A number of area churches and businesses have pulled together
provisions to help out the impoverished community that lies a mile
and a half from downtown Rock Hill.
"It troubles us that people in our community are living this way
less than three miles from our distribution center," Nash said.
In the three weeks since the reports highlighting the problems
affecting the roughly 30 families that call Blackmon Road home, the
newspaper has received dozens of calls from people wanting to help.
Some have offered clothing, food, money and a wheelchair. One woman
even offered to donate a mobile home.
"Anybody can provide a meal," he said. "It's the long term that
is needed."
Spatola said he has been talking with others in the community
about trying to clean up the area and install portable toilets so
residents don't have to use old buckets in the woods that surround
the roughly 150-acre area.
Still, the immediate response has helped greatly, said the Rev.
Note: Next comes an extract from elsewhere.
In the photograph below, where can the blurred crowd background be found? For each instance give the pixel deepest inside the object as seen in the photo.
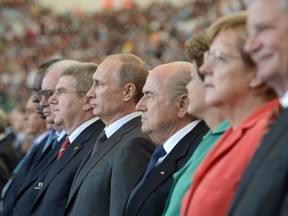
(31, 34)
Danny Walker, who has spent the last six years working with Blackmon
Road residents.
"We are excited about what God is doing in the hearts of his
people and people who are residents of Rock Hill," Walker said. "I
am excited about what things God is getting ready to do for this
community. It is going to be beneficial to everyone that is
here."
A Winthrop University photojournalism class spent Sunday
afternoon talking to and photographing the residents of the
neighborhood. It was an experience that many of them said they will
not soon forget.
"I got to see first hand what it is like to live in poverty,"
said Winthrop student Jessi Elswick, who described her experience
spending an afternoon with a 12-year-old child on Blackmon Road.
"She was in the seventh grade and liked school. When she talked
about school, all I could think of was she has to leave her rundown
home and go to a school where other kids her age have expensive
shoes and clothes and her family barely has money to buy food."